The Virgin Islands has improved local seismic monitoring capability with the installation of the Territory’s first solar powered strong motion sensor.
Officers from the Department of Disaster Management (DDM) and engineering partners from the University of Puerto Rico Strong Motion Programme in Mayagüez installed the unit to confirm the feasibility of solar powered strong motion monitoring.
The device monitors movements of the soil caused by earthquakes, and provides data that is shared with partners throughout the region.
Locally, the same data helps to evaluate earthquake risks and can guide safer building standards, said Department of Disaster Management Acting Director Jasen Penn.
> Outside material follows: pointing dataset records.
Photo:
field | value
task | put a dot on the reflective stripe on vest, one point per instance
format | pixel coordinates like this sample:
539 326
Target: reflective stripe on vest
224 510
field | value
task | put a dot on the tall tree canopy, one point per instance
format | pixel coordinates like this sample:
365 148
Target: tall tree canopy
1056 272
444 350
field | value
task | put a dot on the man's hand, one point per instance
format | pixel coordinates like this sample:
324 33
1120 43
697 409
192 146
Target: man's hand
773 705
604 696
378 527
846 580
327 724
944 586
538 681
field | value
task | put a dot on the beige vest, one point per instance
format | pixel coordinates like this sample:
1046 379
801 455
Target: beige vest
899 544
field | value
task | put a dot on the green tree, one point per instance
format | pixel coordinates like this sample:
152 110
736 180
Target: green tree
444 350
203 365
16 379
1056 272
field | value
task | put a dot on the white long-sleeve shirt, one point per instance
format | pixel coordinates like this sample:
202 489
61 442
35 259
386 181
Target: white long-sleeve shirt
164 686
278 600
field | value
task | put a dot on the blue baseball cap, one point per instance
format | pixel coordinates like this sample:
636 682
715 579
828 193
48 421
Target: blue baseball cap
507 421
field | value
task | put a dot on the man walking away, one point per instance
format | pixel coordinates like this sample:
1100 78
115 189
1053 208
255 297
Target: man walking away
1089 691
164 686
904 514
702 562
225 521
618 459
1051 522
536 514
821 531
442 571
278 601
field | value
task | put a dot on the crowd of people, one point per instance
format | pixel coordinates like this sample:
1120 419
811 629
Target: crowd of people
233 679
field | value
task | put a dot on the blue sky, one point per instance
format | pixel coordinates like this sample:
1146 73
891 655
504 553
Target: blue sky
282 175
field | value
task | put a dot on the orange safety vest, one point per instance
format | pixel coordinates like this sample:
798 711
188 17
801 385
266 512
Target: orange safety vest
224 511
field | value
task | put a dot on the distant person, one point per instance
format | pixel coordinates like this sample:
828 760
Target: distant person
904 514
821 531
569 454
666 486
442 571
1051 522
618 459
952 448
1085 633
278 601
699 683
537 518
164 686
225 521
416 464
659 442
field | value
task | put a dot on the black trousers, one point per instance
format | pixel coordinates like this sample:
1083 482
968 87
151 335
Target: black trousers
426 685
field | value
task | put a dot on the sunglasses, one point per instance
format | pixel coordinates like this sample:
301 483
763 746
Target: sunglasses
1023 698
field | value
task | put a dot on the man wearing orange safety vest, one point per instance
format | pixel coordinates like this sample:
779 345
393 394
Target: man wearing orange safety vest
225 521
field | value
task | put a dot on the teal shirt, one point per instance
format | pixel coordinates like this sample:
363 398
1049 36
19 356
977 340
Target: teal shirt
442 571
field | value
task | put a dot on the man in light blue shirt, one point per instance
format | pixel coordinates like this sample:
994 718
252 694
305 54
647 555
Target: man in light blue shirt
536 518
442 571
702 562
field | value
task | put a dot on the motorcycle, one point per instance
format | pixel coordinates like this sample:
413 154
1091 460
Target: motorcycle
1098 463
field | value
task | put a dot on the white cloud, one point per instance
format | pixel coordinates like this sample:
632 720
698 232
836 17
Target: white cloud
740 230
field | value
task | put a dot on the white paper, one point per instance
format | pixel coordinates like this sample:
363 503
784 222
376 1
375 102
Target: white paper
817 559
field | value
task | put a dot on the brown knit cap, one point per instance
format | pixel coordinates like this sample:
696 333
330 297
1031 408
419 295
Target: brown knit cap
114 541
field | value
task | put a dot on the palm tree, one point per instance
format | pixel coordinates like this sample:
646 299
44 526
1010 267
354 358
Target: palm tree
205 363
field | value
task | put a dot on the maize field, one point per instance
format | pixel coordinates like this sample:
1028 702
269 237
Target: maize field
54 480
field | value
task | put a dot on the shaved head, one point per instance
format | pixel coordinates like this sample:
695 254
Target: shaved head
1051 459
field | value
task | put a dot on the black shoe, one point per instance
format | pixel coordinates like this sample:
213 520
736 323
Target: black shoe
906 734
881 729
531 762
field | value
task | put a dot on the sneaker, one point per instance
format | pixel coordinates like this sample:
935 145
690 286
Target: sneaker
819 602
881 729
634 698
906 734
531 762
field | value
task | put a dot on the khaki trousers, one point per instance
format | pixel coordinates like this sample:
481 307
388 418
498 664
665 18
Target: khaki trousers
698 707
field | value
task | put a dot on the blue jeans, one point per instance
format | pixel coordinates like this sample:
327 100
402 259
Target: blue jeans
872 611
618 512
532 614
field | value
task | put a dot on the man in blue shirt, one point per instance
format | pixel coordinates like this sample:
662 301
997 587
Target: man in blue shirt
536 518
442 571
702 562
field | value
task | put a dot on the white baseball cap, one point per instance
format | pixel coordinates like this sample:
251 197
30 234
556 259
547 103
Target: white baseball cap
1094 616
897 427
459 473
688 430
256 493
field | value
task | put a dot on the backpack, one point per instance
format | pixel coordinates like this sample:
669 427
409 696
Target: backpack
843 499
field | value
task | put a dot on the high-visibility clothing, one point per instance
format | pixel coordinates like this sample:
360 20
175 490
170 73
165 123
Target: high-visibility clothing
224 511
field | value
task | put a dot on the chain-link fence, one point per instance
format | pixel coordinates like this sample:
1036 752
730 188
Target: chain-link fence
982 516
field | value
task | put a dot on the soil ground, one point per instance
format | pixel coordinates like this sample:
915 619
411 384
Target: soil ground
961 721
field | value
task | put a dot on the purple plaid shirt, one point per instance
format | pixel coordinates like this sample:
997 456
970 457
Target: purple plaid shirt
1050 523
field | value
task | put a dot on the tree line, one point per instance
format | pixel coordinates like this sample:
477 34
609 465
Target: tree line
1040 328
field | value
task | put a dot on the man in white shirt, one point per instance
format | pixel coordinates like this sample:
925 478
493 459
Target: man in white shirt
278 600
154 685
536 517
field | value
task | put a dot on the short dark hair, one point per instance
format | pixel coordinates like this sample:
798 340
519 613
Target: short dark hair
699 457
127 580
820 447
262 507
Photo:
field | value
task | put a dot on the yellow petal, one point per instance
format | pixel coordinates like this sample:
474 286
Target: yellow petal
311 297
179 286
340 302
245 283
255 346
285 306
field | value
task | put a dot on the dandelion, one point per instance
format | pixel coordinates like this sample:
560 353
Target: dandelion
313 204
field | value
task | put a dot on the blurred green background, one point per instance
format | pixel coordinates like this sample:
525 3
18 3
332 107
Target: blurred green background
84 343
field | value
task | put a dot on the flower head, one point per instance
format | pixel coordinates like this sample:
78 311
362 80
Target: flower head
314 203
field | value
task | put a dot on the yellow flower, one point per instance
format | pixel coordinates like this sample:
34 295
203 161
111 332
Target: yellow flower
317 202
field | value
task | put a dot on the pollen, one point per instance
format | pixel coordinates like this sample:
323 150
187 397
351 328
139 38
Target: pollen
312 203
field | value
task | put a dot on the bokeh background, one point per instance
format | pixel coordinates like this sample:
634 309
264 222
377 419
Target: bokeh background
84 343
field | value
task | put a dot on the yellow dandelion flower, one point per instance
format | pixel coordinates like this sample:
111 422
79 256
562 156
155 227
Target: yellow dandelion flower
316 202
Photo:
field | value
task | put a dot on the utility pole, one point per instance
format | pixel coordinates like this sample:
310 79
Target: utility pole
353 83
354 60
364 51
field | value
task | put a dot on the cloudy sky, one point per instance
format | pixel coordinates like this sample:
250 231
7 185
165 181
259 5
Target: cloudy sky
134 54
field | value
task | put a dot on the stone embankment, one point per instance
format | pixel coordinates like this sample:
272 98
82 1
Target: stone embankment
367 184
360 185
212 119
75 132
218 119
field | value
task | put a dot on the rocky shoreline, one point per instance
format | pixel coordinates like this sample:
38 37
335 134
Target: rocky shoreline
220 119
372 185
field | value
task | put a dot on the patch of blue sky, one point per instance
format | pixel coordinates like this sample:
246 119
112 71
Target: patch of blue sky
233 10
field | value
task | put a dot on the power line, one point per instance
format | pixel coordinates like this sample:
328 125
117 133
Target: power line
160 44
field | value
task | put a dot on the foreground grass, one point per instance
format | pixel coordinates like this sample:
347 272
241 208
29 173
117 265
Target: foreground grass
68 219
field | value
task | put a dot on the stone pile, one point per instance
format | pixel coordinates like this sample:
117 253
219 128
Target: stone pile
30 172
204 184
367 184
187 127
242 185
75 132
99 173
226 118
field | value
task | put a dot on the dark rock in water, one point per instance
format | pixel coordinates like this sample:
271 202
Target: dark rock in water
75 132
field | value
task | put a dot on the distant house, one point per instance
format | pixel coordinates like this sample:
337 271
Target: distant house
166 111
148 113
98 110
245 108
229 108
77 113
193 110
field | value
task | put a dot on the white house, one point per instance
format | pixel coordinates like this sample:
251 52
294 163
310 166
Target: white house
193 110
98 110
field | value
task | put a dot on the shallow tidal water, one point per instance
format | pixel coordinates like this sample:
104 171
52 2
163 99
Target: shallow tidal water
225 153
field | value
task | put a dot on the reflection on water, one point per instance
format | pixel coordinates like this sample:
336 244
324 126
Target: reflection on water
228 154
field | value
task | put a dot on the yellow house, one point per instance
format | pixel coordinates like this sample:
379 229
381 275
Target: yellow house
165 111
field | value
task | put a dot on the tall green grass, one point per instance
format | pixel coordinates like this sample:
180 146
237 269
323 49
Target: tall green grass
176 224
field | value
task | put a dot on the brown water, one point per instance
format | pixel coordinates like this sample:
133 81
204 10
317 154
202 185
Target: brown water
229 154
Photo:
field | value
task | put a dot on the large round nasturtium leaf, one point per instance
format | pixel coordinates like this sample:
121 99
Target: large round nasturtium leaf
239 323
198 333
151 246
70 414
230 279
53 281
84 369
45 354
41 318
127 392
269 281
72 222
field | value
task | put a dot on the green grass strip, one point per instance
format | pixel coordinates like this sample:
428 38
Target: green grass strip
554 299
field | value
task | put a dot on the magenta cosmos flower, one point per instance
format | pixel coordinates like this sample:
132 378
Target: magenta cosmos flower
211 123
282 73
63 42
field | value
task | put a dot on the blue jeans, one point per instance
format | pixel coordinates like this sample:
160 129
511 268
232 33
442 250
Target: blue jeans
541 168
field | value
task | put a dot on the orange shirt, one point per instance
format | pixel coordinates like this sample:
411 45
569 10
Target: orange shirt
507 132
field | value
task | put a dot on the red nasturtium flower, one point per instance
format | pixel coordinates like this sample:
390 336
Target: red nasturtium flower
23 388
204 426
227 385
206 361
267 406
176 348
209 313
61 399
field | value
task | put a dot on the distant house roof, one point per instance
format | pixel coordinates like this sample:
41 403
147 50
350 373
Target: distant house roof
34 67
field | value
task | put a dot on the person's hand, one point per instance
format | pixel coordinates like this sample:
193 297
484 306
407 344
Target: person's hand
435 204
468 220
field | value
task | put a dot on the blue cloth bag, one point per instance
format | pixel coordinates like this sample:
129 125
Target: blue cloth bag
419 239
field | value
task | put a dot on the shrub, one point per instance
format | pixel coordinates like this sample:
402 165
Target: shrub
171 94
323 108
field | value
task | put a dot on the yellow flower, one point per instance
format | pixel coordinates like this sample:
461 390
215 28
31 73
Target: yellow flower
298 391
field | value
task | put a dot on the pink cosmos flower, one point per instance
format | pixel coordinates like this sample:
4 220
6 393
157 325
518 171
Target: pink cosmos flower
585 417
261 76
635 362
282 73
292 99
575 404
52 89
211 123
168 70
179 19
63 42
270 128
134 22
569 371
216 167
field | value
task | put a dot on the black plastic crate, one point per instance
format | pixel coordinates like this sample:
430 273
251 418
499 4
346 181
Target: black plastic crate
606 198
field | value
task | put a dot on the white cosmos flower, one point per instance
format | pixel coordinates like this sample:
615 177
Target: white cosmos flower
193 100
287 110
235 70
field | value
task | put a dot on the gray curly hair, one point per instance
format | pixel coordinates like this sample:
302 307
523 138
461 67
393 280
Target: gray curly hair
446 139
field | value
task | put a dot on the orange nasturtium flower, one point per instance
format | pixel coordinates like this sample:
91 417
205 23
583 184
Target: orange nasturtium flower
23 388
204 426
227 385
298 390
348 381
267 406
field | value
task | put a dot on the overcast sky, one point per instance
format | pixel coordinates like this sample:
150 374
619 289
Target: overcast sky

“The strong motion network is extremely useful, in particular when it comes to designing buildings which are capable of withstanding seismic movement,” Mr. Penn said.
Previously installed strong motion sensors rely on a battery or external current, but a solar option means that going forward, the units can be installed in more remote areas, said Dr. Jose Martinez-Cruzado, Director of the Puerto Rico Strong Motion Programme.
“Now that we know the photovoltaic systems work, we will be ready for the next visit, when we will install four brand new solar stations, including at Norman Island and Guana Island,” Dr. Martinez said.
The partnership between BVI Government and the University of Puerto Rico, Mayagüez has been formalised since the signing of a Memorandum of Understanding in 2005, which covers the areas of seismic monitoring, providing equipment, maintenance, data capture and analysis for earthquake events.